Gig economy workers have expressed anger that long-awaited changes to working practices in Britain have stopped short of bringing in new laws to prevent bogus self-employment, which denies basic rights to around 1.1 million couriers, minicab drivers and other workers.
Theresa May announced a raft of new labour policies that she said would mean “tangible progress” towards upholding workers’ rights, in response to a Downing Street-commissioned review by Matthew Taylor. But there was disappointment from workers, trade unions and Labour that the government has only pledged to consult on possible changes to the use of self-employment, which may not include changing the law.
The issue was brought into sharp focus this week following the death of Don Lane, 53, a self-employed courier for DPD who missed medical appointments to treat his diabetes, partly because he was afraid of facing £150 a day charges that formed part of his contract as “franchisee” with DPD. The case provoked widespread outrage and on Tuesday, John Lewis joined Marks & Spencer as major customers of DPD, in demanding answers from the parcel company over its treatment of Lane.
There had been hope the government would bring employment law into line with the judgments of several employment tribunals that have ruled in favour of gig economy workers – including for Uber and City Sprint – which ruled they are workers and not self-employed and so should enjoy paid holiday, the minimum wage and other rights.

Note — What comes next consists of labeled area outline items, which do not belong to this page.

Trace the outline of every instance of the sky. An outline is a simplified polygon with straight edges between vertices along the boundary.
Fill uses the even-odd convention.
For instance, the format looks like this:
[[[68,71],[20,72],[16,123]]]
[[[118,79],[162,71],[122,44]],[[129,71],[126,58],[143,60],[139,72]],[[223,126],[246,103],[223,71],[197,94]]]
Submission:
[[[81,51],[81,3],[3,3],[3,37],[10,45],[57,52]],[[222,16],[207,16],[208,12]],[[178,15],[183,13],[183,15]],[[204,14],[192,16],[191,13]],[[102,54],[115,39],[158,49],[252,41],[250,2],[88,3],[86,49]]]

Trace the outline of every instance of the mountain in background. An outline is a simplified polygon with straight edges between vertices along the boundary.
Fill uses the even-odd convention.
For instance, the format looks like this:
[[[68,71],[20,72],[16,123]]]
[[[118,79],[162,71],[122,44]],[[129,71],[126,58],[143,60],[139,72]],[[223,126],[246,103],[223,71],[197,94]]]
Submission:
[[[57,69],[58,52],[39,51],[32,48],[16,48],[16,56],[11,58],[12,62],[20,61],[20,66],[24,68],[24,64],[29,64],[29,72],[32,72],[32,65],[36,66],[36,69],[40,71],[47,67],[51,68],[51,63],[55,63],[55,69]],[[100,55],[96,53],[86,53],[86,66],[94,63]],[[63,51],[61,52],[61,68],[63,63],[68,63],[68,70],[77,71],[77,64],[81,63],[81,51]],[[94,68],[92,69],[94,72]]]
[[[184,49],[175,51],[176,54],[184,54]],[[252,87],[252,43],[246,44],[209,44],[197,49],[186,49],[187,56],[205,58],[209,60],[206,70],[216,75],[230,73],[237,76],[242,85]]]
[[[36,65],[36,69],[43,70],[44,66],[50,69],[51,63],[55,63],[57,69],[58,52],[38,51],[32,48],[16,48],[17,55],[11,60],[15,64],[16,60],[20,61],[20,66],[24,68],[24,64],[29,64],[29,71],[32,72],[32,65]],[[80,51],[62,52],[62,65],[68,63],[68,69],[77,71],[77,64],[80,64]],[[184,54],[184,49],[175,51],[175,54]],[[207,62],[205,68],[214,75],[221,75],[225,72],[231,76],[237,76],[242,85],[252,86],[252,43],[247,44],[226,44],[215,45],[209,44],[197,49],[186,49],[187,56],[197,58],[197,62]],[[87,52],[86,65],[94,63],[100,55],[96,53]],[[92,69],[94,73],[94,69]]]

But citing the complexity of the issue, the government only said it would launch “a detailed consultation examining options, including new legislation, to make it easier for both the workforce and businesses to understand whether someone is an employee, worker or self-employed”.
May said: “We recognise the world of work is changing and we have to make sure we have the right structures in place to reflect those changes, enhancing the UK’s position as one of the best places in the world to do business.”
Maggie Dewhurst, 30, a delivery courier who won a tribunal claim against City Sprint, said she was furious. “This is the industry’s dream result and does nothing to protect workers,” she said. “By not enforcing our existing employment laws but instead talking about making the system ‘easier to understand’, they are playing into gig employers’ hands, many of whom are wilfully breaking UK law. How much more evidence do we need of gig economy exploitation?”
“Why don’t they change the law now,” said Lane’s widow, Ruth, who believes her husband should have had employment rights including sick pay. “Don has died and they should be making changes.”
The shadow business secretary, Rebecca Long-Bailey, accused May of “more words with no real action to improve the lives of the millions of people in insecure work”.
Among the other measures May announced were:
Asking the low pay commission to consider a higher minimum wage for people on zero-hours contracts.
Considering repealing laws allowing agencies to employ workers on cheaper rates.
A right for zero-hours agency workers to request a fixed-hours contract.
Bigger fines for companies that are repeat offenders at using people in bogus self-employment.
Taylor described the government response to his review as substantive and said: “It will make a difference to the lives of the most vulnerable workers.”
He said: “On issues including pay for variable hours workers, employment status and representation of workers I welcome the direction indicated today, but there is more work to be done to encourage the government to be bold in living up to its commitment to good work for all.”
The Labour MP Frank Field, the chairman of the Commons work and pensions select committee, said the government had announced “some really valuable gains for workers”, but added: “Yet more consultation on the crunch issue of bogus self-employment? … The country is crying out for action.”
Frances O’Grady, the secretary general of the TUC, said: “These plans won’t stop the hire and fire culture of zero-hours contracts or sham self-employment. And they will still leave 1.8 million workers excluded from key protections.”
Mohammed Biswas, 25, a courier for Deliveroo, said the government appeared to be kicking the issue of bogus self-employment into the long grass.
He said: “They are just excusing themselves for longer and more people can be exploited while they do the consultation. This doesn’t seem like actual progress.”